The cube always wants data in NZ and scale in ZZ, regardless of the quantization group axis. The only difference for DN-quantized operands is the exponent tile shape (M̂×N vs M×Γ) and the transform applied (DN→ZZ vs ND→ZZ).

DN→ZZ Transformation

Mathematical Proof

For DN exponent tile E_DN[hat_r][c] of shape M̂×N (RowMajor, flat hat_r·N + c):

Theorem (DN→ZZ = transpose ⊕ ND→ZZ):

\[E_{ZZ}[c_b, p, q, \delta] = E_{DN}^T[16c_b + q][2p + \delta] = E_{DN}[2p + \delta][16c_b + q]\]
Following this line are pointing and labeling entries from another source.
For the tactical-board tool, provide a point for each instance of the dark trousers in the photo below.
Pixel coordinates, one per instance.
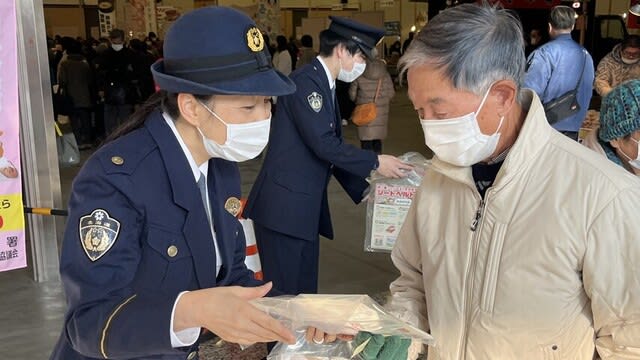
(81, 123)
(291, 263)
(375, 145)
(115, 115)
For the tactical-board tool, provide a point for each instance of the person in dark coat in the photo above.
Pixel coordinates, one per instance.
(153, 251)
(288, 202)
(75, 77)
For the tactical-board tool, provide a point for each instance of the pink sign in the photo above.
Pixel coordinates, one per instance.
(12, 243)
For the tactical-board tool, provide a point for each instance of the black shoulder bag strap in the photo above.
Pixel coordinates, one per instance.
(584, 64)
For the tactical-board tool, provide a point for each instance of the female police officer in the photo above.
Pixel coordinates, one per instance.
(152, 245)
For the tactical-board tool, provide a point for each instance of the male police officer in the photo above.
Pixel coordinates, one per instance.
(288, 202)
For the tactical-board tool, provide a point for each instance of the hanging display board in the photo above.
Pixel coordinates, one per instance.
(12, 242)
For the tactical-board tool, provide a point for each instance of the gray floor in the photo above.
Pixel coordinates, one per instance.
(31, 313)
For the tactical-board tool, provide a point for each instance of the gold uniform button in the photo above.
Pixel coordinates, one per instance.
(172, 251)
(117, 160)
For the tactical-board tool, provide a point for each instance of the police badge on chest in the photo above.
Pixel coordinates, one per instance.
(98, 233)
(315, 101)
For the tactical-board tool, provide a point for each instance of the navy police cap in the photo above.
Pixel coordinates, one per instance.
(365, 36)
(218, 50)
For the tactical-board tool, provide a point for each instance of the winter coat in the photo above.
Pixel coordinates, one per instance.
(612, 71)
(76, 78)
(363, 90)
(545, 266)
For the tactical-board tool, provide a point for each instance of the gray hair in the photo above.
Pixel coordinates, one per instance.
(475, 45)
(562, 18)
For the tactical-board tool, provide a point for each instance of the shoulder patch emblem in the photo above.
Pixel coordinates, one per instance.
(315, 101)
(98, 233)
(233, 206)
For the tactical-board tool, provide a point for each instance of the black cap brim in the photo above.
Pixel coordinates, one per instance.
(266, 83)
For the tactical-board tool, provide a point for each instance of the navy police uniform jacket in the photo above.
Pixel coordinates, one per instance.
(137, 235)
(305, 148)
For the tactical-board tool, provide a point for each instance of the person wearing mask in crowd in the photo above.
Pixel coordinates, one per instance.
(75, 77)
(141, 62)
(115, 81)
(307, 54)
(618, 135)
(618, 66)
(288, 202)
(560, 66)
(153, 44)
(375, 85)
(519, 243)
(153, 251)
(282, 57)
(294, 51)
(534, 41)
(407, 42)
(395, 48)
(270, 47)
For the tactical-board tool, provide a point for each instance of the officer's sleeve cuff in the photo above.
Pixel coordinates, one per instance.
(186, 337)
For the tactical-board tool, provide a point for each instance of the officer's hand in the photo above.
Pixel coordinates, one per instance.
(391, 166)
(319, 337)
(380, 347)
(226, 312)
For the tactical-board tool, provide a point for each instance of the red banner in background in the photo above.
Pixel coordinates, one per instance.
(12, 243)
(633, 22)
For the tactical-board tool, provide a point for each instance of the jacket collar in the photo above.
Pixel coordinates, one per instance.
(534, 135)
(186, 195)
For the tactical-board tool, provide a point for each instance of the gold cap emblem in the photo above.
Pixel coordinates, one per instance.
(255, 40)
(117, 160)
(233, 206)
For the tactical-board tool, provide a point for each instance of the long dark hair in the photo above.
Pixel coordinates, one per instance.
(162, 101)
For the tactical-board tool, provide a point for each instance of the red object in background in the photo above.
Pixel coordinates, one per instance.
(633, 22)
(527, 4)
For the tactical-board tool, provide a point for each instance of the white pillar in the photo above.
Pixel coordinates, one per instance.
(37, 140)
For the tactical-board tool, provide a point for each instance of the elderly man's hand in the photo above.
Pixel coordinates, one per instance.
(379, 347)
(392, 167)
(320, 337)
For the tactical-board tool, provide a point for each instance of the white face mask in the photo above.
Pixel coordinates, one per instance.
(634, 162)
(459, 141)
(244, 141)
(350, 76)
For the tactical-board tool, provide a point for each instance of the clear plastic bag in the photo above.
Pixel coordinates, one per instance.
(388, 203)
(333, 314)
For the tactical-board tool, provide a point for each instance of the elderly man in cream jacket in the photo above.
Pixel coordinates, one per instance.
(520, 243)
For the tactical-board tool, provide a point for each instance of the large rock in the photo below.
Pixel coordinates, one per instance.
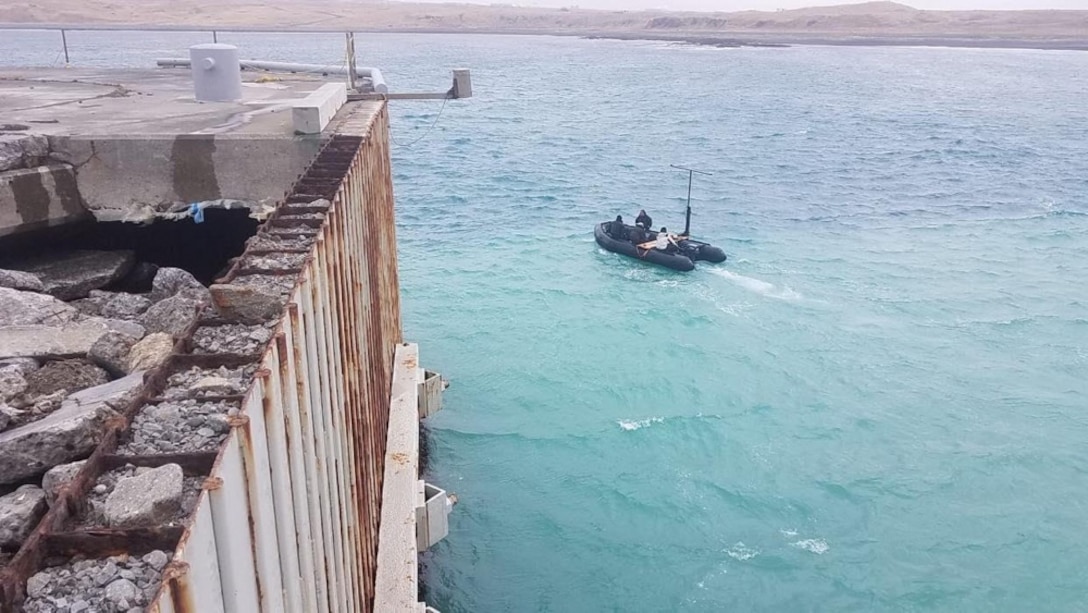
(68, 434)
(20, 280)
(151, 352)
(119, 305)
(66, 340)
(245, 304)
(66, 375)
(23, 150)
(172, 315)
(111, 352)
(20, 513)
(73, 274)
(149, 499)
(58, 477)
(12, 382)
(172, 281)
(27, 308)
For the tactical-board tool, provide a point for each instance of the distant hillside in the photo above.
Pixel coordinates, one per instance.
(874, 20)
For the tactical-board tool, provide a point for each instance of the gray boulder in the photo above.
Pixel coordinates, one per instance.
(70, 433)
(64, 375)
(20, 513)
(111, 352)
(245, 304)
(20, 280)
(65, 340)
(58, 477)
(172, 315)
(148, 499)
(73, 274)
(151, 352)
(172, 281)
(28, 308)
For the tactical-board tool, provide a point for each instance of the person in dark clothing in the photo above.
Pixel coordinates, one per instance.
(617, 230)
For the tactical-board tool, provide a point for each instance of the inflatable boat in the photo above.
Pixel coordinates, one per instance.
(683, 259)
(638, 243)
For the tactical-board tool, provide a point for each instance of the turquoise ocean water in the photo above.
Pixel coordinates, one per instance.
(878, 403)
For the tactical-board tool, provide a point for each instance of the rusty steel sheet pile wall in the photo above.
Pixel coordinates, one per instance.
(287, 513)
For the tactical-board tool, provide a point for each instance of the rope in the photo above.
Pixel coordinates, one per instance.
(444, 100)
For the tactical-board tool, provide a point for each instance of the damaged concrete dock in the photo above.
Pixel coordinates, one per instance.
(202, 371)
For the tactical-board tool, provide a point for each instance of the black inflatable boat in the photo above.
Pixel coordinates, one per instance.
(682, 259)
(628, 241)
with c_b ∈ [0, N/16), p ∈ [0, M̂/2), q ∈ [0,16), δ ∈ {0,1}.

Corollary (direct source index):

\[\text{src\_idx}(c_b, p, q, \delta) = (2p + \delta) \cdot N + 16c_b + q\]

Corollary (no gather needed): For fixed (c_b, p), the 32 bytes of the ZZ box are sourced from two contiguous 16-byte runs: E_DN[2p][16c_b:16c_b+16] and E_DN[2p+1][16c_b:16c_b+16]. Zipping them via vintlv yields the -interleaved order the ZZ fractal requires. Hence DN→ZZ is cheaper than ND→ZZ (contiguous loads, no vgather2/BLK/E2B).

Alignment Constraints

  • N mod 16 = 0 (always satisfied since N mod 32 = 0).
  • M̂ mod 2 = 0, i.e. M mod 64 = 0 (for δ-pairing). Stricter than ND→ZZ's M mod 16 = 0.
  • M = 32 (M̂ = 1): degenerate identity (no pairs).

Relationship to vshls+vor

The FA fused softmax macro's vshls+vor byte-pack is, at M̂=4, N=64 only, mathematically identical to the transpose step of this recipe. It cannot generalize (requires M̂≤4 to fit a B32 word, and N≤64 for single-VL). TMovDnTo2Zz is the general replacement.

Implementation notes

TMovDnTo2Zz uses vlds + vintlv + vsstb (block-strided scatter, blockStride = numPairs) with CreatePredicate auto-decrement for the tail — no scalar computation, no branching, no static predicates. The vsstb 5-arg POST_UPDATE form is required; the 4-arg form interprets offset as a source-register offset, not the stride config. See include/pto/npu/a5/TMov.hpp (GenerateB8IndicesDN2ZZToUB).

TMOV Interface

DN→ZZ (new)

template <int grp_axis, typename DstTileData, typename SrcTileData, typename TmpTileData, typename... WaitEvents>
PTO_INST RecordEvent TMOV(DstTileData &dst, SrcTileData &src, TmpTileData &tmp, WaitEvents &... events);

TMOV<0>(zzTile, e8DnTile, tmpTile) selects TMovDnTo2Zz. The stock TMOV(zzTile, e8Tile, tmpTile) (without <grp_axis>) remains ND→ZZ (grp_axis defaults to 1).

ND→NZ (data, unchanged)

TMOV(fp8NZTile, fp8Tile);   // stock 2-arg ND→NZ; correct for DN data (RowMajor, identical addresses)

Pipeline (full DN flow)

src[M×N] (fp32)
  ──TQuant<0, MxQuantAlg::OcpMxFp8E4M3>──▶ fp8[M×N] + e8[M̂×N] (DN exponent)
  ──TMOV(ND→NZ)──────────────────────────▶ fp8NZ
  ──TMOV<0>(DN→ZZ)───────────────────────▶ e8ZZ
  ──feed to cube MMAD_MX──────────────────▶ C[M×N]

Examples

// DN quantize (groups on axis 0)
TQuant<0, MxQuantAlg::OcpMxFp8E4M3>(fp8Tile, srcTile, &e8DnTile, &maxTile, &scalingTile);
// Data ND→NZ (stock)
TMOV(fp8NZTile, fp8Tile);
// Exponent DN→ZZ (new)
TMOV<0>(e8ZzTile, e8DnTile, tmpTile);

See tests/npu/a5/src/st/testcase/tquant_dn/ for a complete ST example (Stages 1–3).